なるほど、僕とダニーの心配か。辺境伯領は、基本的に、結婚遅いって聞くし。


「ご配慮ありがとうございます。充分です」

 ダニーは、男爵家を継がないのに、メイドいていいのか?まあ、大きな商家なら、メイドくらいいるしな。辺境伯が雇ってくれるのかもしれないし、辺境伯の側近なら、大丈夫か?

 ちなみに、僕は父から男爵位と領地を賜る予定。上の兄二人が他国へ婿に行ったので、僕に回ってきた。領地管理は管理人がしてるので、当分問題ない。



 ダニーが女生徒を連れて戻ってきた。女生徒がダニーを両親に紹介したいそうだ。

うん、うん。ダニーはヘタレだからね。それくらい積極的な女の子がいいね。


「私も、彼の身元がわかる者としてご一緒しましょう」

 やはり、彼女は、アンジェラ嬢、オディラン子爵家だった。それも、次女!ダニーっ!ツイてるなぁ。


 僕の伯爵家をひけらかし、身元保証をする。こういうとき本当に便利ありがとう父上。いや、ご先祖様。


 辺境伯の側近になる、でも充分だとは思うけど、ダニーが結婚するとき役職が必要なら、武官長でも、秘書官でも、もらえばいい。やる仕事は、一緒なのだから。まあ、確かに『側近』っていう役職はないからね、貴族が役職を欲する場合はある。


 で、本当にこの娘と結婚して別宅で暮らすのだから、びっくりだ。この時の僕はまだ、知らないけど。



 僕はこうやって、一生、二人のトホホを補っていくんだろうな。

 あ~あ、セシルに癒されたいっ。


 そうだっ!セシルと結婚したら、男爵領に2週間くらい引き籠ろう。部隊長とダニーの恋を叶えてあげたんだ。それくらいいいよね?

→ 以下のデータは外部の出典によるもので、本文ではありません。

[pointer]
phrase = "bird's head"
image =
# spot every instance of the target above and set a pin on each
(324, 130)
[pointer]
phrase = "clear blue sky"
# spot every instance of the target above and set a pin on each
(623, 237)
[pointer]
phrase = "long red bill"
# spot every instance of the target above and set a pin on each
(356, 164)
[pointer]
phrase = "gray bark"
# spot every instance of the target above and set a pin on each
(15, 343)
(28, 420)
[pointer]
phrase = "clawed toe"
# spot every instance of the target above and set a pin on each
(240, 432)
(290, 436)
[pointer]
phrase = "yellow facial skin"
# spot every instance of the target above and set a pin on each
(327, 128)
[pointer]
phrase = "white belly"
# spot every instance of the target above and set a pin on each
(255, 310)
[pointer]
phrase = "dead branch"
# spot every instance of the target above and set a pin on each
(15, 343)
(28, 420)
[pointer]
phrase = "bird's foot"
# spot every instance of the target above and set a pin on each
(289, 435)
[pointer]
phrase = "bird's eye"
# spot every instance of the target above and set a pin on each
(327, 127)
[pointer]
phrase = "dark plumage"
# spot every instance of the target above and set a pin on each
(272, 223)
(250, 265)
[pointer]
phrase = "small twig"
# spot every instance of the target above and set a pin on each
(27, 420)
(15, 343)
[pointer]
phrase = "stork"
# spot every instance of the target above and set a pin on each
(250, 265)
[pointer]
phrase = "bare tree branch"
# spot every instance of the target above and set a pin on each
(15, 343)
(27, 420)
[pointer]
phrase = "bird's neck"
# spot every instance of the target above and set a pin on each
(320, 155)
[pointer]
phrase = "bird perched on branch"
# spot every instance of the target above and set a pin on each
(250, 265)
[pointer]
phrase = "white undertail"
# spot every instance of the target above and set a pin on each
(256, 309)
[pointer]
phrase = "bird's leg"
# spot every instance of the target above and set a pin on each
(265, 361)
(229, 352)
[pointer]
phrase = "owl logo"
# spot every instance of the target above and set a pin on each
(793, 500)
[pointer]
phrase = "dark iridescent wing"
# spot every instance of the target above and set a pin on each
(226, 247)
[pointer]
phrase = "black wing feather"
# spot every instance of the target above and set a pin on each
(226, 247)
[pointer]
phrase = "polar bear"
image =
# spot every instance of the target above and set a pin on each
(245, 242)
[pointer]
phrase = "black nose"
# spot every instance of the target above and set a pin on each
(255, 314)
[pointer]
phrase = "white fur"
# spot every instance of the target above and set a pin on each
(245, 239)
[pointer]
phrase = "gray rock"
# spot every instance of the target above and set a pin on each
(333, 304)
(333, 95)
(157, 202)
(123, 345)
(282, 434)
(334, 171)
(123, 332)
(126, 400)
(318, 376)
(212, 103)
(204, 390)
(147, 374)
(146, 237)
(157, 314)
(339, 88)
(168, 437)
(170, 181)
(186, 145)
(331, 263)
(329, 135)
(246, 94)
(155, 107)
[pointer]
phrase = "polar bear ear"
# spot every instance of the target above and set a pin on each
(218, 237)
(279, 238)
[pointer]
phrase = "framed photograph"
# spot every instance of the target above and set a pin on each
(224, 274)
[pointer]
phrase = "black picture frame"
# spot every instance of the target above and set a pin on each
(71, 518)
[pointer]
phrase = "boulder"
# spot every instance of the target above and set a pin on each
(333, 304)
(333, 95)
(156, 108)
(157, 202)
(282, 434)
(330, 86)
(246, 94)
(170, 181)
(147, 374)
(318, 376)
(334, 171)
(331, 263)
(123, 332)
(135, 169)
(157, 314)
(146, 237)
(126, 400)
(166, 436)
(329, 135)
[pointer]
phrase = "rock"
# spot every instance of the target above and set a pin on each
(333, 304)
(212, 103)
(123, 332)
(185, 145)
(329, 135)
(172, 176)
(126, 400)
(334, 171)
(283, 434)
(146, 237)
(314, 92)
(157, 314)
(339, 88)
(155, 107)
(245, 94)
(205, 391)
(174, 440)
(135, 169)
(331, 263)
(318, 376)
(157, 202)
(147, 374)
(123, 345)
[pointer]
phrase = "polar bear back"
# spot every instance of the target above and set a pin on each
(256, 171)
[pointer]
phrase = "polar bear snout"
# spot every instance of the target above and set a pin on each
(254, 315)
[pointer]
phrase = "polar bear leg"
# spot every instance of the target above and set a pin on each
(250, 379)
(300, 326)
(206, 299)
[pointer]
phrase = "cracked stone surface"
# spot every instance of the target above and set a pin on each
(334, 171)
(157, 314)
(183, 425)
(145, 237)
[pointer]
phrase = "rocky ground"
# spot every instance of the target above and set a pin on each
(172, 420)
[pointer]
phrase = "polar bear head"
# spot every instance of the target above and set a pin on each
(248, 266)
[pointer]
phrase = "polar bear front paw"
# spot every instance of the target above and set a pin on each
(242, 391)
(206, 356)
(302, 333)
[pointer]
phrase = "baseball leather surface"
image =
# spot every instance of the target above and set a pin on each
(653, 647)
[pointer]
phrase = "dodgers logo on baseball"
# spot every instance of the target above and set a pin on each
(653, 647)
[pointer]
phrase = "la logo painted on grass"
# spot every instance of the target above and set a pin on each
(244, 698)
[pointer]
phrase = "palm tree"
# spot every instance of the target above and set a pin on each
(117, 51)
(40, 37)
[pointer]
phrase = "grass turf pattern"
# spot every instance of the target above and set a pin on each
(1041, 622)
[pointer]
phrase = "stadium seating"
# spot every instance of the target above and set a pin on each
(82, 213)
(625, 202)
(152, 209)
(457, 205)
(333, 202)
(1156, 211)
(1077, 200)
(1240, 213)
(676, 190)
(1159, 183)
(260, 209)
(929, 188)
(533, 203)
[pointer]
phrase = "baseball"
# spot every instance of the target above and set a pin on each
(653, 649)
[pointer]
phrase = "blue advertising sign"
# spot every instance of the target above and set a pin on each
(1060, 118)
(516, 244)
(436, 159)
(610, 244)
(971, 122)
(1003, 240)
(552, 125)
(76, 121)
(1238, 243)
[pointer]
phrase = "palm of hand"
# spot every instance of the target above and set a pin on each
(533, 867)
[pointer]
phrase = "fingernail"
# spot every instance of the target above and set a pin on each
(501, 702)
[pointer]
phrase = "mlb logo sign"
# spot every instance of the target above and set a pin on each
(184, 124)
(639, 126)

 この後、カザンさんは、本人の結婚式でやらかすけど、ヴィオの機転で乗り越えた。二人は相性ぴったりだっ!


〰️ 〰️ 〰️


 秘匿されていたが、半年も前に婚約をしていたカザシュタントとヴィオリアは、卒業パーティーの翌日には、王妃殿下への結婚許可願いを提出した。ガーリウム王国において、貴族の結婚は、王妃殿下の許可を得て成立するものであるのだ。

 卒業パーティーより1ヶ月後、王妃殿下の許可がおり、結婚式より先に、書類上は、カザシュタントとヴィオリアは、夫婦になった。

 本物の夫婦になるのは、もう少し先だ。